Dalam Islam, kasus bullying akan dituntaskan hingga ke akar-akarnya sebab telah jelas perintah dalam Al-Qur'an bahwa sesama manusia adalah terlarang untuk saling merendahkan satu sama lain. Allah SWT. berfirman:

"Hai orang-orang yang beriman, janganlah sekumpulan orang laki-laki merendahkan kumpulan yang lain, boleh jadi yang ditertawakan itu lebih baik dari mereka." -QS. Al-Hujurat: 11

Maka dalam sistem Islam akan dibuat aturan-aturan preventif sebagai langkah pencegahan terjadinya pelanggaran syariat, termasuk tindakan bullying secara verbal maupun fisik. Seperti dalam lingkup keluarga, orang tua akan memerintahkan untuk mendidik anak-anak mereka dengan akidah Islam. Pendidikan yang benar dan sesuai syariat akan menjadikan anak-anak paham dan mengenal Tuhan mereka dan bahwa mereka adalah hamba Allah Azza wa Jalla. Selain itu, Islam memahami bahwa lingkup anak-anak tidak hanya dalam keluarga namun juga akan berbaur dengan masyarakat. 

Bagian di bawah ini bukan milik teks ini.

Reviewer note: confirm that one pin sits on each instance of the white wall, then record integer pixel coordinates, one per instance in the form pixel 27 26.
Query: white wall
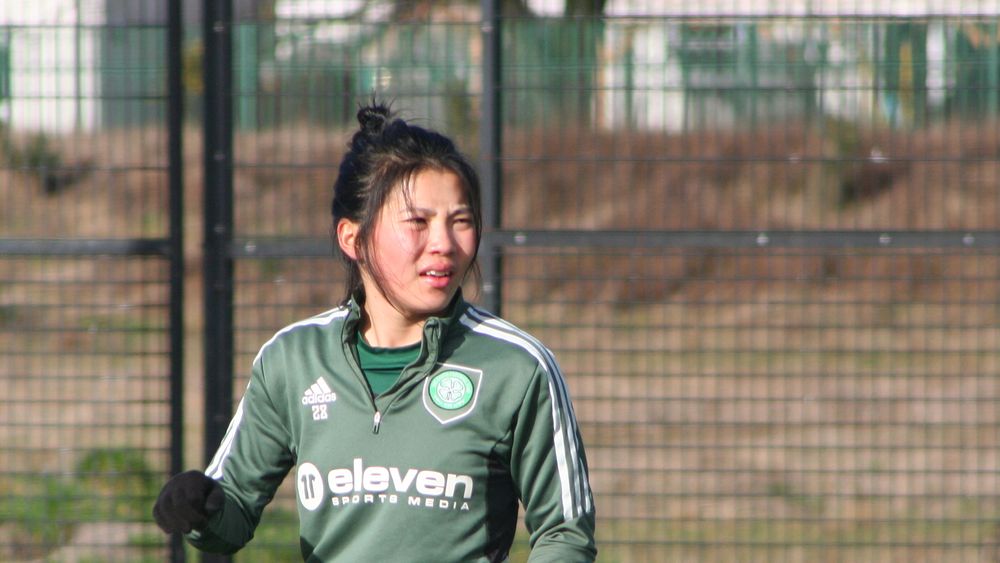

Karena hal itu, sistem Islam akan membentuk lingkup masyarakat yang Islami, di mana masyarakat yang Islami akan paham bahwa mereka mempunyai tugas untuk beramar ma'ruf nahi munkar, saling mengingatkan pada yang salah dan saling mengajak kepada yang benar. Bila terjadi pelanggaran syariat, maka sudah ada hukuk qisas yang tegas di mana kejahatan akan dibalas sesuai perbuatannya. Namun tentu akan melalui proses yang ketat dan tidak sembarangan. Dengan begitu ini akan menjadi pencegah bagi yang lain dan efek jera bagi pelaku.

Namun perlu diperjelas lagi bahwa hal-hal tersebut tidak dapat terjadi bila masyarakat hidup di bawah naungan kapitalisme yang sekuler. Peraturan-peraturan tadi hanya bisa diterapkan pada sistem Islam di mana aturan Islam dari Allah dijadikan standar berkehidupan secara utuh dan tidak hanya diterapkan setengah-setengah saja.